We are prone to victim blaming. When we hear that a survivor of domestic violence or human trafficking has gone back to the abuser, we shake our heads and ask ourselves, “Why don’t they just leave?” This is inevitably followed by statements like “They need to help themselves” or “They like the drama,” and suddenly the abuser is erased from the scenario. The victim assumes all of the responsibility. No one is asking what the abuser is going to do to stop the abuse, or, better yet, never start. It’s always the responsibility of the victim to survive and thrive despite.

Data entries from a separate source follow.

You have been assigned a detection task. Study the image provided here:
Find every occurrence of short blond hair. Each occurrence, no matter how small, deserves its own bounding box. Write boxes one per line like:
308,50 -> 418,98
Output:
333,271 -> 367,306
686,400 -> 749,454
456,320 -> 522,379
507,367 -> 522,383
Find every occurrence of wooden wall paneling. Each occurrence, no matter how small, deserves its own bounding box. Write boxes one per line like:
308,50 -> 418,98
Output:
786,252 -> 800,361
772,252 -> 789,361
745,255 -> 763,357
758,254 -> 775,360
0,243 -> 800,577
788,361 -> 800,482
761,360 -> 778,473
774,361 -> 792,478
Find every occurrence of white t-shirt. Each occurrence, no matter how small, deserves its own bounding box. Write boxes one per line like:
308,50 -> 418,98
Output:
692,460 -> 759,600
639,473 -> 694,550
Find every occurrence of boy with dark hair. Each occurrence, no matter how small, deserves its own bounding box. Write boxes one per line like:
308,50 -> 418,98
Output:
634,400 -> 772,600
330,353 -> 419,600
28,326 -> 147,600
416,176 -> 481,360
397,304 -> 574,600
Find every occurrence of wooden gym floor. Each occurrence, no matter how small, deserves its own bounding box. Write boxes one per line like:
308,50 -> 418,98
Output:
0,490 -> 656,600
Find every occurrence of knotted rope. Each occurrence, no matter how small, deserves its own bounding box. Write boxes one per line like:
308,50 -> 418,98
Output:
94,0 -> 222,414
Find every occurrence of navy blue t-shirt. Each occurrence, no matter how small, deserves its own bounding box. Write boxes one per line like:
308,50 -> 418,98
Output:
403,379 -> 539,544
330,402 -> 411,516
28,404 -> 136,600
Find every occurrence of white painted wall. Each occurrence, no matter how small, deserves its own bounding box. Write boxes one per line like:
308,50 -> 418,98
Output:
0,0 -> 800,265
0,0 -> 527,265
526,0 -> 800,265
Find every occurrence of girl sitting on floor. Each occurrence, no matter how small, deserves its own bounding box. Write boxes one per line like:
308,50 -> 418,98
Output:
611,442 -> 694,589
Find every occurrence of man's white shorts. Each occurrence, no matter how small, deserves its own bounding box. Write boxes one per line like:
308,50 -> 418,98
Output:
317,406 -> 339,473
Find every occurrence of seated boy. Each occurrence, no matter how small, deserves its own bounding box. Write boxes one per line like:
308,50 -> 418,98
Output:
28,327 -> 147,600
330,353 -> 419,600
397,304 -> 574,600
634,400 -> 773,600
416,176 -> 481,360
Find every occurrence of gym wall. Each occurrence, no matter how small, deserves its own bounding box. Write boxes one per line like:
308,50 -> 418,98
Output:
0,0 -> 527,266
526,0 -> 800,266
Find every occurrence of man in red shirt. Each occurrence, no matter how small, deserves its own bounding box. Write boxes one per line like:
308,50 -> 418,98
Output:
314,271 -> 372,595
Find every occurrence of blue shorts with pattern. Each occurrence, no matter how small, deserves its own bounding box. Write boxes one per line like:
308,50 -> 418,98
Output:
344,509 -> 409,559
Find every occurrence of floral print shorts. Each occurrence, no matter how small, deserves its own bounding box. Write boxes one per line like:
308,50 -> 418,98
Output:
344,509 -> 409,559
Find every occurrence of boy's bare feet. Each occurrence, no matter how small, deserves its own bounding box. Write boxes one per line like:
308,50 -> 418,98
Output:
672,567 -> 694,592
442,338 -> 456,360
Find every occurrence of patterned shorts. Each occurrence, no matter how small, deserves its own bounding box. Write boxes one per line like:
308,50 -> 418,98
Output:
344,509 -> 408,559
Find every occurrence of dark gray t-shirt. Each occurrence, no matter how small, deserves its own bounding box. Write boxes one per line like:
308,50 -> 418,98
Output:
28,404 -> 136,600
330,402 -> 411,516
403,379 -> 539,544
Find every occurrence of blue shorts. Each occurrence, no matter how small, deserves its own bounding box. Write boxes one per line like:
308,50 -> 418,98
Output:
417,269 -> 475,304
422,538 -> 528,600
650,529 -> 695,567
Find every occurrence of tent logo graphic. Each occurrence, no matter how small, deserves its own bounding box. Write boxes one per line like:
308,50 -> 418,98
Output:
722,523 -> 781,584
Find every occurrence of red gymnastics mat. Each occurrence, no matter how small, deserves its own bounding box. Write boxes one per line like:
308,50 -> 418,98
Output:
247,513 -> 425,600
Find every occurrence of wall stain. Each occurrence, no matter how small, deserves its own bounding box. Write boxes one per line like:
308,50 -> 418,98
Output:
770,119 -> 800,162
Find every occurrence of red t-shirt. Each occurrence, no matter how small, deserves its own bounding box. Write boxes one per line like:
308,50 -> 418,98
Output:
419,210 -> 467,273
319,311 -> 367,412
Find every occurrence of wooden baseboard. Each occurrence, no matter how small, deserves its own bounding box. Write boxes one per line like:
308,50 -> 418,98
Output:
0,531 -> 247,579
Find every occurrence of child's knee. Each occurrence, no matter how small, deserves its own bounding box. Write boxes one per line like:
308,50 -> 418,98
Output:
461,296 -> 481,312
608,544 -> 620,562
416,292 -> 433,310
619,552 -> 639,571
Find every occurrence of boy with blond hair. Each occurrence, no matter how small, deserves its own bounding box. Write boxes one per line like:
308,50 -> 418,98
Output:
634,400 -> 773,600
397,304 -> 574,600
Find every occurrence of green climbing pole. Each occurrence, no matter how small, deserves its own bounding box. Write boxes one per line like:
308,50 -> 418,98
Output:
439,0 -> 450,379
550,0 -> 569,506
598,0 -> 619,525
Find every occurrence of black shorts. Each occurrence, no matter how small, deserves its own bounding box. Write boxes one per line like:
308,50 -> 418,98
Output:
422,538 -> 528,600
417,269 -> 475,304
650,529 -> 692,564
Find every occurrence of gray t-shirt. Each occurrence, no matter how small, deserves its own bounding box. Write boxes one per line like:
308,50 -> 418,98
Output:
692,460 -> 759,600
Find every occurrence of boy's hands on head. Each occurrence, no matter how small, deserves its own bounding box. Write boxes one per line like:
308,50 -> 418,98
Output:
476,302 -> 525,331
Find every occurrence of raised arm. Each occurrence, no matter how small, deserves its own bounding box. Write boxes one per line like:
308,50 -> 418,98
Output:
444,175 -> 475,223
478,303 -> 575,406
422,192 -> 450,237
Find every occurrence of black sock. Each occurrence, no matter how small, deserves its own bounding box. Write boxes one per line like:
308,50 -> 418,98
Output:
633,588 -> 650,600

People stay in abusive situations for many reasons. They are worried about the safety of their children. Past trauma, mental health issues and physical health issues often stand in the way of independence and safety. They are told by their abusers a litany of self-esteem destroying insults: “You’re too stupid/fat/ugly/uneducated/weak to be on your own.” Some survivors are denied access to their own wages and money, and are isolated from family and close friends. They are taught to distrust everyone. They are threatened with backlash that is physical, emotional and financial. Their situations are often deadly. Seventy-five percent of intimate partner homicides happen AFTER the separation has occurred. Survivors often know that it is actually safer to stay than to leave.

Yet, the notion persists that victims are to blame. Statistics tell us that on average survivors will try to leave nine times before they exit the relationship completely and permanently. Anne, a survivor we served recently, told us, “I feel so powerless. I know he will find me. I know he’ll never leave me alone. It makes more sense to just go back.” She and her four children are once again living in fear in the home of her abuser, because she cannot find the finances or support network it takes for long-term change, nor does she believe she will ever be allowed to leave safely.

Abusers seek to put as many barriers as they can between their victim and their victim’s community. Sometimes, leaving is not a safe solution. Survivors need our support, not our criticism. They need us to believe them, to get involved, and to demand an end to interpersonal violence.

I ask our community to please take a hard look at our beliefs, words and biases regarding survivors of abuse. Trust them and support them. No one is helped by “Why didn’t they just leave?”

— Megan Stuke is executive director of The Willow Domestic Violence Center.